A reader of the blog emailed me today to suggest I looked at roadside memorials as part of the project-
This may seem macabre but there is a whole book just waiting to be written whose subject would be the shrines which have sprung up on roadsides where a loved one has been killed in an accident. Some are attended more regularly than many a grave, with floral tributes frequently restored. Others have grown to iconic proportions with photos and the deceased’s number plate.
All have a tale to tell I’m sure. For starters, if it’s still there, look near the lay by on the A628 near Woodhead between Glossop and Barnsley (the Woodhead pass).
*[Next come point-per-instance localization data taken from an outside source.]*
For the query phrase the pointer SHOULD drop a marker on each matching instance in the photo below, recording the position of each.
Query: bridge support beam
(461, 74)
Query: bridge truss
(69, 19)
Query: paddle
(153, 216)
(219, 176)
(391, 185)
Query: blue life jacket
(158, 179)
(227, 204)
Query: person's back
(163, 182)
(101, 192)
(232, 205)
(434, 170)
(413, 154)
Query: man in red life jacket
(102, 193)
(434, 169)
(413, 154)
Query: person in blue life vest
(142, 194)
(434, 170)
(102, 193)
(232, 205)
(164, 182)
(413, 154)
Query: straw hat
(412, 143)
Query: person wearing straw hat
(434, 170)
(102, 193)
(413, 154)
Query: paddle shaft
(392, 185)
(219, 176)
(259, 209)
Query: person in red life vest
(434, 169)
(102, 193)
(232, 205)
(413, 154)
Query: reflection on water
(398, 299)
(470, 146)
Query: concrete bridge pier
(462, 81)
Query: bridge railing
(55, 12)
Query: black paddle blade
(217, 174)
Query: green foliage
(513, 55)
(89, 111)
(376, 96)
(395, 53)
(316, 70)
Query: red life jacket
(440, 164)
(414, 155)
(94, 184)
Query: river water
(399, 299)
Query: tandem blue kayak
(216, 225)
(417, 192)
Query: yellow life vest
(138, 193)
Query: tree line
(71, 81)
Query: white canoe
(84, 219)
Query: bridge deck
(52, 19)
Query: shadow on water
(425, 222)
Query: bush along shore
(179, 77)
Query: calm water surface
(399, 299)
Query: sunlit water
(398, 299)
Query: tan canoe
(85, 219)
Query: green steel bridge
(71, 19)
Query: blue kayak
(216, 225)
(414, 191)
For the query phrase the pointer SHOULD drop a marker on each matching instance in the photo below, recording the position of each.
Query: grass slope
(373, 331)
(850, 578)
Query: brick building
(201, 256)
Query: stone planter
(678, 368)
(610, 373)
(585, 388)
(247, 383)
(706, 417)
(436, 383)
It’s just before the lay by which is more like an old quarry entrance and has a snack bar trailer in it. The shrine is in a very dangerous section.”
Although not something I intend covering for We English, I think it’s worth a mention on the blog, especially following on from my post Death, Read All About It, last week.
During our travels we did come across a large number of roadside memorials marking the location of fatal road accidents. These shrines, marked with plaques, wooden crosses and flowers, are considered not only an appropriate but also an expected response to tragedy.
Roadside Memorial, Purley Way, Croydon
The card reads “In Loving Memory, Von – Always Remember You and Always Love, from Cary, Maggie, Chris, Ruth, Lesley and family.”
According to Brake, the road safety charity, while many local authorities are happy for small memorials to be placed at the roadside, some authorities object to permanent memorials, even small ones, and even go as far as restricting the length of time that flowers can be placed at the scene of a crash. Dr Una MacConville from the Centre for Death & Society at University of Bath has undertaken research into these ‘spontaneous shrines’, as she refers to them. She claims that these restrictions are for “health and safety reasons” and authorities are claiming they are acting on foot of advice from the police who fear the tributes, many near dangerous roads, could distract motorists. These restrictions have been considered “crass and insensitive” by bereaved families and road safety campaigners, some of whom feel these memorials are being removed in order not to draw attention to the death toll on certain roads.
One of the most interesting phenomenon related to roadside memorials has been the appearance of Ghost Bikes around England, and abroad. Ghost Bikes are small and somber memorials for bicyclists who are killed or hit on the street. A bicycle is painted all white and locked to a street sign near the crash site, accompanied by a small plaque. The first ghost bikes were created in St. Louis, Missouri in 2003, and they have since appeared in at least 62 cities throughout the world.
Ghost bike, Brighton
James Danson-Hatcher, 23, was fatally injured when he was hit by a car travelling at about 60mph near a Brighton beauty spot. The accident happened at the junction of Saddlescombe Road and Devil’s Dyke Road, on the outskirts of Brighton, at about 5.30pm on April 5. Mr Danson-Hatcher, was riding home after a visit to Devil’s Dyke when he was hit by a Fiat Bravo. A recent inquest inquest into the accident heard Mr Danson-Hatcher, who had ambitions to be a professional photographer, was described by his family as a competent and experienced cyclist who regularly rode to Devil’s Dyke to cycle across the Downs. His father told the hearing cycling was his son’s main means of transport and leisure activity and said it was a “cruel irony” he died while on his bike.
As the Ghost Bike website quotes “the bikes serve as reminders of the tragedy that took place on an otherwise anonymous street corner, and as quiet statements in support of cyclists’ right to safe travel.”